While the group does not take issue with these companies making a profit, it does argue that excessive profits to the detriment of motorists are not justifiable.

“If the financial burden of ordinary road users can be alleviated by exposing excessive profits, we have a duty to expose this,” stated Fick.

It is also important to note that, due to issues with South Africa’s rail network, a much greater quantity of goods are now being transported via trucks that must pay to use the nation’s toll roads.

While heavy vehicles do cause more damage to the road surface, requiring more maintenance, Outa believes that the profits being made from these vehicles more than offset the repair costs.

“In the case of these public-private concessionaire partnerships, where there is a lack of transparency, these are opportunities for significant unnecessary enrichment,” it said.

“Outa believes it is imperative that the State ensures transparency of the revenues and costs incurred by these concessions, on behalf of the public.”

The group launched a Promotion of Access to Information Act (PAIA) application in 2019 to have Sanral share its toll revenue information on the N3TC.

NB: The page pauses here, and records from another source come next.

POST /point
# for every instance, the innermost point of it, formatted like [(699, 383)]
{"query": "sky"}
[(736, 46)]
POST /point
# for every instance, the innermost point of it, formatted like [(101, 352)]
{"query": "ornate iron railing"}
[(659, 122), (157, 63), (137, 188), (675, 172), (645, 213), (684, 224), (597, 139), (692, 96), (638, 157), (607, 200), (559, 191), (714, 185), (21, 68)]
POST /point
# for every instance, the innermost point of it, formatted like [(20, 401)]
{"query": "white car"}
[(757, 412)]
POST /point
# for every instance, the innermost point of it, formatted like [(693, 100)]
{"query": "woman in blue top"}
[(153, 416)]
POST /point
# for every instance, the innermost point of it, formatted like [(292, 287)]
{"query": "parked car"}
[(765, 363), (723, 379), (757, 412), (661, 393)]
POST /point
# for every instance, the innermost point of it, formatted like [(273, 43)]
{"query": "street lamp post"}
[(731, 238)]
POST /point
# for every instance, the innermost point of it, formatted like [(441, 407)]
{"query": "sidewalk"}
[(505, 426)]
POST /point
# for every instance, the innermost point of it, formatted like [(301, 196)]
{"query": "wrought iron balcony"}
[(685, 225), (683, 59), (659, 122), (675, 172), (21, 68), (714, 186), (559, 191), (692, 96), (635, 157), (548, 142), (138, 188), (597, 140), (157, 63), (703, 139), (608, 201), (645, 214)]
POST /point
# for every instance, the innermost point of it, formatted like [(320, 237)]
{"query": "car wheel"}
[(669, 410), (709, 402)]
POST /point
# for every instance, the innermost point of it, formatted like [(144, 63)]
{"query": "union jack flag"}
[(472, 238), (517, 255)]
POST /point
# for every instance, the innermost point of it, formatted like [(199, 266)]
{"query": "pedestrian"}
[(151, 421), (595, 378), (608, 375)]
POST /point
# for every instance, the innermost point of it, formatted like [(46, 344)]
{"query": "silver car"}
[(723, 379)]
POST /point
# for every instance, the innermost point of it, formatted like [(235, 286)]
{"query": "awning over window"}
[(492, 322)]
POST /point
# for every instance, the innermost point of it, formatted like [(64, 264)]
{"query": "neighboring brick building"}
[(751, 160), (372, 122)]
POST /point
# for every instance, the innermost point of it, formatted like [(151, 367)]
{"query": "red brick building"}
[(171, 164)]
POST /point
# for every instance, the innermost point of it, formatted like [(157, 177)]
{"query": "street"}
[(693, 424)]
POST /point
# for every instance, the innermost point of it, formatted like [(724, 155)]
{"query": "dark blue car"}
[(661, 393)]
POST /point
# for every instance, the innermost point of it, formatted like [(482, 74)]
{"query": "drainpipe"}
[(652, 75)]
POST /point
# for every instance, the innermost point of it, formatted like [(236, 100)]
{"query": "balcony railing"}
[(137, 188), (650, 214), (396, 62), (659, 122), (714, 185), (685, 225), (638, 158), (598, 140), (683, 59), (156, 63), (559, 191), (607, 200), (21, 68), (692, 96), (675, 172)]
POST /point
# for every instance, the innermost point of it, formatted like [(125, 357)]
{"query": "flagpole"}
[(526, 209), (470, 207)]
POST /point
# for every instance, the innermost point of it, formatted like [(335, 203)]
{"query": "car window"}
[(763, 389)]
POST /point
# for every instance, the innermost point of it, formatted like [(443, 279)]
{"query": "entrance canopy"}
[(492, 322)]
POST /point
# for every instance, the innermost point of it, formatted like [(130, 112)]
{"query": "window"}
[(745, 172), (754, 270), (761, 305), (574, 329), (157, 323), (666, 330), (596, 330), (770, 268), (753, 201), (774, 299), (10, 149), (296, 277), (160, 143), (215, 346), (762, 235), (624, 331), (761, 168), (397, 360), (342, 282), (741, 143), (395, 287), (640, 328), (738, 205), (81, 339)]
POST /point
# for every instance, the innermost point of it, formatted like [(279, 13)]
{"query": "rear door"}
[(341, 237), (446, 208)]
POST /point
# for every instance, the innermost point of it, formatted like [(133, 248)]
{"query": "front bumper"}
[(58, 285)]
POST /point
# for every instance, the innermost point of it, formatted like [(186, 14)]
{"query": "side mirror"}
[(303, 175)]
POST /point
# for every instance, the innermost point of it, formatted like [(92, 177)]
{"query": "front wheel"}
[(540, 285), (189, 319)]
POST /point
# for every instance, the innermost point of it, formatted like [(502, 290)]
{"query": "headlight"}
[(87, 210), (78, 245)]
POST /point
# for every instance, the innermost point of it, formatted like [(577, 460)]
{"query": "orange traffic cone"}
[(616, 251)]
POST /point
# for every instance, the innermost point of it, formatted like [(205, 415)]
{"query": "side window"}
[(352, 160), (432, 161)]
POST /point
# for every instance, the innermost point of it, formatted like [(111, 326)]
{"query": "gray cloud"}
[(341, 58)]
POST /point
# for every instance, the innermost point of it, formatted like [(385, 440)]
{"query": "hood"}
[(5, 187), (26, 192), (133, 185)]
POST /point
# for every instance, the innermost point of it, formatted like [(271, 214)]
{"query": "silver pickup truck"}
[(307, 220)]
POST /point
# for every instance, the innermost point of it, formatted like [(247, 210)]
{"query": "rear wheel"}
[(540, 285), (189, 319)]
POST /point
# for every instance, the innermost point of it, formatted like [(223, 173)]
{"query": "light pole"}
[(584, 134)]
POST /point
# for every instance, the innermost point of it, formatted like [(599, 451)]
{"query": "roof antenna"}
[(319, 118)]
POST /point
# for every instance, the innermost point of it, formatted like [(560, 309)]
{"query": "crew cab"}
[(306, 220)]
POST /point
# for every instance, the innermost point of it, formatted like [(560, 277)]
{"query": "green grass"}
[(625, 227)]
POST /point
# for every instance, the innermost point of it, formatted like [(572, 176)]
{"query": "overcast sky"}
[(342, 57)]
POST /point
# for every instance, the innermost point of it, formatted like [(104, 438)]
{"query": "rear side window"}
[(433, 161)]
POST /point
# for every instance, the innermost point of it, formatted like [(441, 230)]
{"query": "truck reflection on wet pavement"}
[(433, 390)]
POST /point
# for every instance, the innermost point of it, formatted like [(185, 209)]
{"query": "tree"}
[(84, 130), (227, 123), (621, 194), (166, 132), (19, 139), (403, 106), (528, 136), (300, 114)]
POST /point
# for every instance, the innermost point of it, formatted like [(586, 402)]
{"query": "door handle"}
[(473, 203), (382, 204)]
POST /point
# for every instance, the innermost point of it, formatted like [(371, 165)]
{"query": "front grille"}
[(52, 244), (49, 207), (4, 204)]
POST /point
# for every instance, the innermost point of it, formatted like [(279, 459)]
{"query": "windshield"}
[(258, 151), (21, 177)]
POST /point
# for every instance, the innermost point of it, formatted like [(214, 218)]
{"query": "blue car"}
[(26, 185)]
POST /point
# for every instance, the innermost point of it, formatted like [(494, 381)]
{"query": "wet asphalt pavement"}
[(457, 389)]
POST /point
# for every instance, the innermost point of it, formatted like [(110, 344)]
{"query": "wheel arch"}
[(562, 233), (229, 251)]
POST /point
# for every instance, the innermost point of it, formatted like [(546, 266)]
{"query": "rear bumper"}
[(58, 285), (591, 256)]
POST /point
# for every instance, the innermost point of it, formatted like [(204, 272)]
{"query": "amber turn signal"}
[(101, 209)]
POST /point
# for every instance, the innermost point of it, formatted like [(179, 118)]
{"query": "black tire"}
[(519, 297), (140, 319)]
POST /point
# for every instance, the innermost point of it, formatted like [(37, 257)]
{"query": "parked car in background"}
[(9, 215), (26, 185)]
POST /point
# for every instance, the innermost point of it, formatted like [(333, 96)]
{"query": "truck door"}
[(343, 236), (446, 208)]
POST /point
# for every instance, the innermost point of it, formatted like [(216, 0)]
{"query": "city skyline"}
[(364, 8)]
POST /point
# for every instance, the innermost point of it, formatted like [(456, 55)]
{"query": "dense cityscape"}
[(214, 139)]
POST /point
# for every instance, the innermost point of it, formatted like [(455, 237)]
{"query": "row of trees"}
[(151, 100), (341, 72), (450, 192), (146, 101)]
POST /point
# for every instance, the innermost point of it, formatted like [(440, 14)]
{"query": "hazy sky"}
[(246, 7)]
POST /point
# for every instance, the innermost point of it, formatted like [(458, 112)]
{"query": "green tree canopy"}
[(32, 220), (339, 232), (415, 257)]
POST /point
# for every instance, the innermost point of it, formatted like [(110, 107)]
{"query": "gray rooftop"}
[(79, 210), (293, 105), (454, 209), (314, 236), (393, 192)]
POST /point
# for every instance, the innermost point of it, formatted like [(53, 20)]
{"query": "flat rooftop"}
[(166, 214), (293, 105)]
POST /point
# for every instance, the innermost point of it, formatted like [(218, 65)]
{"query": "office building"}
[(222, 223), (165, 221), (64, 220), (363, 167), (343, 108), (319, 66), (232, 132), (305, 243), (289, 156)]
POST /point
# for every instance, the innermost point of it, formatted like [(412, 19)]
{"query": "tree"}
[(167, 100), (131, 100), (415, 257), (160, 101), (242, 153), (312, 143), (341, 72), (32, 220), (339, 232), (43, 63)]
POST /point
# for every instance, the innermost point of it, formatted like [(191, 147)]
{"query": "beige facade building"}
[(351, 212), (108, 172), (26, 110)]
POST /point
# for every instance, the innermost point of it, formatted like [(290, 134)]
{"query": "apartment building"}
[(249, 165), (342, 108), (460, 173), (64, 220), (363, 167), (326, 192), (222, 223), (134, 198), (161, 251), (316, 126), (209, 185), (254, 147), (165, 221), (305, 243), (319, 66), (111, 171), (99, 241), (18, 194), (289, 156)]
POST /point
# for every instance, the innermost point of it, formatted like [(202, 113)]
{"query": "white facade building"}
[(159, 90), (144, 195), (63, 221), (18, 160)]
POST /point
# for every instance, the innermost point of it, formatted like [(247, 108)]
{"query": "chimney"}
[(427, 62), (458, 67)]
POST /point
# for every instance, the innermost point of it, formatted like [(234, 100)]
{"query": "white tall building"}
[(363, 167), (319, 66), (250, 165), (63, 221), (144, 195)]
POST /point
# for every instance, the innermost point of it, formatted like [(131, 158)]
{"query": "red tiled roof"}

However, this was dismissed by the Pretoria High Court in late 2023, which argued that there was no irregularity in the contract between Sanral and the N3TC and that the motion put forward lay in the perception that the N3TC, in performing its duties under the contract “may well have made a profit.”

It is not illegal for a private third party that has a lawful contract and awarded tender with the state to make a profit, and the court ruled that section 46 of PAIA applies only to contraventions or failure to comply with the law or public safety or environmental risk – none of which apply in this case.

“The making of profit, in a private company, is an everyday commercial consequence and is not in and of itself a matter which requires disclosure in the public interest,” it said.

Outa was not granted leave to appeal the High Court ruling, but is now drafting papers to make a petition to the Supreme Court of Appeal, where it will argue that public interest needs to be given greater consideration in the ruling.

“We believe that the public interest should always enjoy preferential and elevated status above that of private interest — irrespective of who the parties are,” said Fick.